I didn't see the article about the indictment - but here it is if anybody else wants to read it.

http://www.sfgate.com/technology/businessinsider/article/Ex-...


So, I guess it's back to Black & White then.


darn, I was really enjoying this too.


My first though: "They're still open?"


They opened?


...aaaand the world continued not caring.


I remember reading about Color from the get-go and being astounded by the inordinate amount of money invested in this idea. Not surprised to see how it turned out.


What was the idea, again?


Pick an unsearchable name for your product, then don't make a product. I think it was performance art.


This was my thought too, and set when I searched on un-logged in Google, they are number 1 for "color".


Now we know what they needed $42 million for!


Something like live mobile streaming? http://color.com/about :

    At Color, we believe in the opportunity that the new mobile era presents and are excited about developing products that transform the way people share the stories of their lives.

    We work collaboratively, iterate often, and enjoy problem solving. Color is a company of entrepreneurs and innovators, highly skilled in their respective specialties, constantly striving to learn and grow.

    We’ve cultivated a very relaxed and informal culture and enjoy our extra curricular activities, which include but are not limited to: ping pong tournaments, ball pit acrobatics and impromptu poker nights.
I really have no idea


It seems like someone with a modicum of jargon, zero ethics, and balls of brass would be able to suck a nearly unlimited amount of cash out of the herd mentality that rules VC. Perhaps there's a startup idea in there.


> Perhaps there's a startup idea in there.

Bill Nguyen, Inc. for the last two-odd years...


It was a geolocation social network w/ pictures that are tied to locations. Then it pivoted extremely quickly to live video streaming.


Neither had they.


Double stealth mode then.


Initially, Color was for photo sharing around a place and time. For example, if you and I are using the Color app at the same party we would see each others photos even if we aren't "friends". It's a little abstract, but a very interesting take social sharing.


Didn't it used to listen through your microphone and match signatures of the sounds up with data from other people's phones to figure out if you were in the same room?

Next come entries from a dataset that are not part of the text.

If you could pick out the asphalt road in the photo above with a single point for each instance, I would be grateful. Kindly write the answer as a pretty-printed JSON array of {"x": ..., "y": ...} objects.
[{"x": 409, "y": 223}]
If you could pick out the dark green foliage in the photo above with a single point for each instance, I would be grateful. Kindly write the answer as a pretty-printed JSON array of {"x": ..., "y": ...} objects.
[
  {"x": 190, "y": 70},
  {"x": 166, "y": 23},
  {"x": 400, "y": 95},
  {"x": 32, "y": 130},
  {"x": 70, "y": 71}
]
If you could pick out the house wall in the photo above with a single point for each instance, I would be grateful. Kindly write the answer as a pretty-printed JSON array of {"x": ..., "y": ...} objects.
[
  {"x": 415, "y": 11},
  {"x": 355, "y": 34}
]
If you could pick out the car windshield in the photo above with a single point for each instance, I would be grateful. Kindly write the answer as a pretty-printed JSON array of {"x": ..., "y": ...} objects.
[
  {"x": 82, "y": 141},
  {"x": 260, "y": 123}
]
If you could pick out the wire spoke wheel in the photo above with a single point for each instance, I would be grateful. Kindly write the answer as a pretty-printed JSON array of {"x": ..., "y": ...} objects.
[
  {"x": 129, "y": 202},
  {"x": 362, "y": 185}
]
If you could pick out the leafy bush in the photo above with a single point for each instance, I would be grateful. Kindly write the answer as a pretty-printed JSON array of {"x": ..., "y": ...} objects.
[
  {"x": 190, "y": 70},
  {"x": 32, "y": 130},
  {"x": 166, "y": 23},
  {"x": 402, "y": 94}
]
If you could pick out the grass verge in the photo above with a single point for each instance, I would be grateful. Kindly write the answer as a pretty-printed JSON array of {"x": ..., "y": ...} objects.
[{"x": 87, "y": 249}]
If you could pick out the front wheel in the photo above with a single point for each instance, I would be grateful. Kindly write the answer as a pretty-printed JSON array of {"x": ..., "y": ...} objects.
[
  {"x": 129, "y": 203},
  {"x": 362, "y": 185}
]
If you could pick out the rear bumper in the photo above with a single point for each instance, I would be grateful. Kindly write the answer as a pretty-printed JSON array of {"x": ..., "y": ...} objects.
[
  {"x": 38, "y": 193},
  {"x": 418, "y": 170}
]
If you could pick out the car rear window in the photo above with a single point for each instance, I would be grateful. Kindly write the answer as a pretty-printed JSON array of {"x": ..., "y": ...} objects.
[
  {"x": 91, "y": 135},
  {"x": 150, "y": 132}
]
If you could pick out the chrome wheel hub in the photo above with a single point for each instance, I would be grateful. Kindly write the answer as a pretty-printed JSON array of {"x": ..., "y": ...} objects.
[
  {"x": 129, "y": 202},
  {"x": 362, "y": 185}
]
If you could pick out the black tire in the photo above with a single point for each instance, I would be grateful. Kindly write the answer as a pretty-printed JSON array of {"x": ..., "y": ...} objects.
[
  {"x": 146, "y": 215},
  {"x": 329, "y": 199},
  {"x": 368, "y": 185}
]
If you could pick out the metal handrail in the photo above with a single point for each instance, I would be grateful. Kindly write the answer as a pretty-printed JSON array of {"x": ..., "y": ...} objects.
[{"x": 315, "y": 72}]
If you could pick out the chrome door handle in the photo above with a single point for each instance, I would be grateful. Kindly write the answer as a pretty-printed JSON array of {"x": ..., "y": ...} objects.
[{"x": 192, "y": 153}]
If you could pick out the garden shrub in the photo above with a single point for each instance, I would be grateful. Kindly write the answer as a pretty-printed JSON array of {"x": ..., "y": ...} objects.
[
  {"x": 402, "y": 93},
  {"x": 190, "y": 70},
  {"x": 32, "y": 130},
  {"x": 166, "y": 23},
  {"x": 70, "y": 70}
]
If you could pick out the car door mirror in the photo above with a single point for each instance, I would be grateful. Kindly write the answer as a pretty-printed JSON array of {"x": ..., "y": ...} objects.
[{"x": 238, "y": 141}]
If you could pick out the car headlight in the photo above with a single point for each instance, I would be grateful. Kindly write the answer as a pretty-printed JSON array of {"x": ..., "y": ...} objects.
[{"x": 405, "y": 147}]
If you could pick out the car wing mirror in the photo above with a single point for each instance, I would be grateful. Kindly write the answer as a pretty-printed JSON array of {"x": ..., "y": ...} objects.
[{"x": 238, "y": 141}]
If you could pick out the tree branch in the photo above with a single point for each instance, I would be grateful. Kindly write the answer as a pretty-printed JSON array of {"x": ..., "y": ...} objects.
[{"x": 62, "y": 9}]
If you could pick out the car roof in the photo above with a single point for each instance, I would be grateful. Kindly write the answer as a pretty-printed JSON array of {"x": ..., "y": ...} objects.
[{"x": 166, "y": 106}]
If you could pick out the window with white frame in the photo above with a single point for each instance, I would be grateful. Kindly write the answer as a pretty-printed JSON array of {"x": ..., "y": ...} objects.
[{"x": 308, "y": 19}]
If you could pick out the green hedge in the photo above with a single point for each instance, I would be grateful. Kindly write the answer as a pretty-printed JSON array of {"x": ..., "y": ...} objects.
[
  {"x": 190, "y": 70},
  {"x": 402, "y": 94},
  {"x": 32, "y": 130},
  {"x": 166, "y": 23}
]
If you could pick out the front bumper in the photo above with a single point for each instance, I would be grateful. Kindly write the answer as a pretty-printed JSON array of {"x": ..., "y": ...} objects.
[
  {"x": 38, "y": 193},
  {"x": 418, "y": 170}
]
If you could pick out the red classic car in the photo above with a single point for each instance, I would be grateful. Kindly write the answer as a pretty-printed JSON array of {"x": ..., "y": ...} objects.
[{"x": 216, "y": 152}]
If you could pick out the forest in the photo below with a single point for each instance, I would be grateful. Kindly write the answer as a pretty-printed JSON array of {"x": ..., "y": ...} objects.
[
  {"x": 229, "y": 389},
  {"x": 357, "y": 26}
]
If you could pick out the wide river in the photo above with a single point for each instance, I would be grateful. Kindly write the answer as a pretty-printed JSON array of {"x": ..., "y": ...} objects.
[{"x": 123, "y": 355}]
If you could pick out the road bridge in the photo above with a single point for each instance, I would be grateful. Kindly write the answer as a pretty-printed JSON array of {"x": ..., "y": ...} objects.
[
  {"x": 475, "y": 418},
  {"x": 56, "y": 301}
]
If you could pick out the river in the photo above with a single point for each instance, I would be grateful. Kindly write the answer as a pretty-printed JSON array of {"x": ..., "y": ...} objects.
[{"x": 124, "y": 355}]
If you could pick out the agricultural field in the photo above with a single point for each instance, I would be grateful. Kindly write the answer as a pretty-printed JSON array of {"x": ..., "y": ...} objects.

That and a number of other clever things. The tech and talent acquisition was likely a good one. As a product, Color was launched so clumsily, and squandered its one good shot at a relaunch.


Google Plus has a similar functionality that is pretty neat, however it requires people to "Attend" an event.


Was the original idea for you to take a picture at an event and see other people at the event taking the same pictures? What is is now? And is anyone implementing the original idea? I think it is pretty cool, not 30/40 million cool


The original idea was to build an implicit or 'implied' network with a social graph based on your behavior rather than social graph you manually select yourself (like on Facebook, Twitter, Path, etc). I think that was a pretty big idea, and it's a shame they couldn't get it to work.

( The photo app was just an MVP if I understand correctly. )


Wow! That sounds awesome. I really want this. Should have downloaded color :-/


By downloading the app you would have go no closer to seeing what they intended because there was never really a critical mass of people using it anywhere to make it work.


Not quite Color, but Google announced something similar at the last I/O:

http://support.google.com/plus/bin/answer.py?hl=en&answe...


dabble is: http://dabble.it


This is really cool. I love the idea


What did Color do again?


Does anyone else know of open source (or not) tech that would easily allow live streaming like color did? I'm sure it needs some kind of beefy backend, no? Use case: Local sporting events with smartphone holding spectators capturing different "views".


Given that they had the cash, Akamai's iPhone streaming service or they rolled their own. It's fairly well documented, search for HTTP Live Streaming. The kicker is building it out to manage thousands of connections without dropping quality, and getting low-delay if you want a genuine 'live' experience. There's also OpenTok.


Why didn't Color read PG's essay on startup ideas?


Because it was published on November 2012?